We should note that the implication of Cuesport's position is that Critical Developments unduly delayed taking actions to cure the deficiencies in Unit 4. But this implication finds no support in the evidence and it furthermore does not comport with the obvious incentive Critical Developments had to resolve the problems with Unit 4 as soon as reasonably possible, since it had just agreed to pay $470,000 for that property and was responsible for mortgage expenses of some $3,800 per month, but could not use the property for any profitable purpose.

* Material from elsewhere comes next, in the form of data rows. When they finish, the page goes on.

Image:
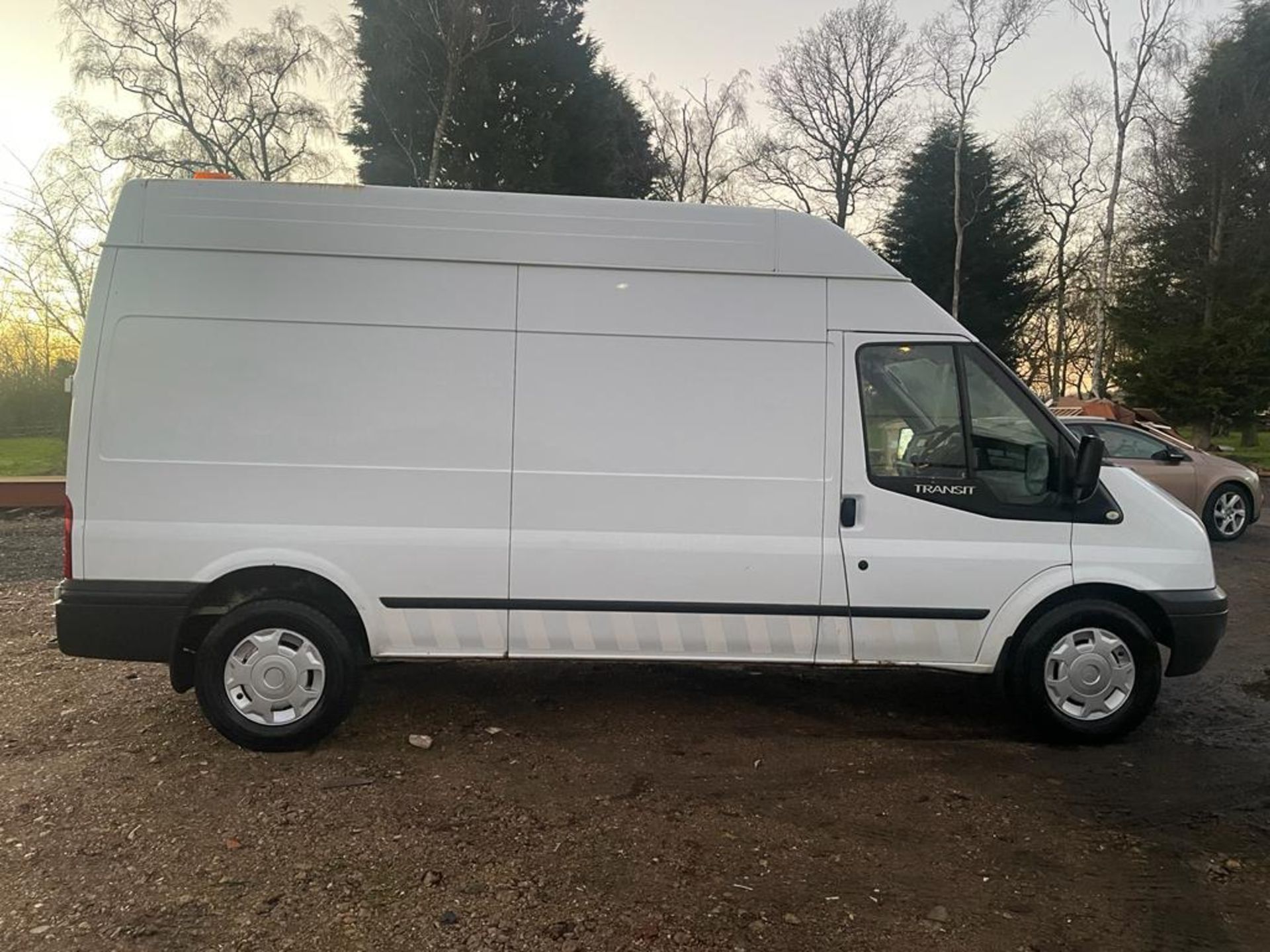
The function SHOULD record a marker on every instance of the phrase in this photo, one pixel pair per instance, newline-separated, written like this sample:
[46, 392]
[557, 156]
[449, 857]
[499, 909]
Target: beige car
[1226, 494]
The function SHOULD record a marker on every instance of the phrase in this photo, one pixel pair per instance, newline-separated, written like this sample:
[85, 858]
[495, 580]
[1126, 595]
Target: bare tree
[698, 140]
[1061, 154]
[234, 106]
[1158, 33]
[50, 258]
[835, 97]
[963, 46]
[436, 44]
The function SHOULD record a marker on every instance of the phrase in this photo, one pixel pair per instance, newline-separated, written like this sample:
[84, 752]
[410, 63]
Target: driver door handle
[847, 512]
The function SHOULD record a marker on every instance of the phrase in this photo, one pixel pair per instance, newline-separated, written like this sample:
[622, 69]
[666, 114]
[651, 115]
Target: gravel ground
[626, 808]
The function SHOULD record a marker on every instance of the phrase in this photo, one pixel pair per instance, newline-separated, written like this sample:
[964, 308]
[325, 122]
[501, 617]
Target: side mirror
[1089, 466]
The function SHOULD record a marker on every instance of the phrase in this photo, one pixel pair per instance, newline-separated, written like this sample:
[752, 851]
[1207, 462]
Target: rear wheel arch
[222, 596]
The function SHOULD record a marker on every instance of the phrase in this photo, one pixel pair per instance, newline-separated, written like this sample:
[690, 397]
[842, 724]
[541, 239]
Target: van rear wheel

In fact, Gregory Lilly, president of Critical Developments, LLC, testified that he "was a dead duck in the water" because he could not obtain an occupancy permit for Unit 4 and could not legally operate his business from that site until the demising wall was rendered code-compliant and electrical service was installed, neither of which was performed on time by Cuesport Properties despite its contractual duty to do so. Although Cuesport's failure to timely install electrical service, unlike its failure to timely provide a properly built demising wall, did not fall within the scope of the liquidated damages provision in the agreement of sale, its breach of the electrical service requirement nonetheless had a direct and adverse impact on Critical Developments' ability to use its property, and furthermore, as the court below found, both deficiencies existed nearly contemporaneously, until the beginning of April 2009. It is clear that the circuit court did not, without reflection, simply multiply 260 by $126 per day but took into consideration whether the damages award was reasonable. Under these circumstances, the circuit court's decision to deny damages for Cuesport's breach of the electrical service requirement while awarding liquidated damages for the entire 260-day time period from the date of the contractual deadline until the date that modification of the wall was completed was an appropriate exercise of judgment and reflected that court's sensitivity to "equitable considerations."

As a consequence, we shall affirm the circuit court's judgment in its entirety.

JUDGMENT OF THE CIRCUIT COURT FOR ANNE ARUNDEL COUNTY AFFIRMED. COSTS TO BE PAID BY APPELLANT.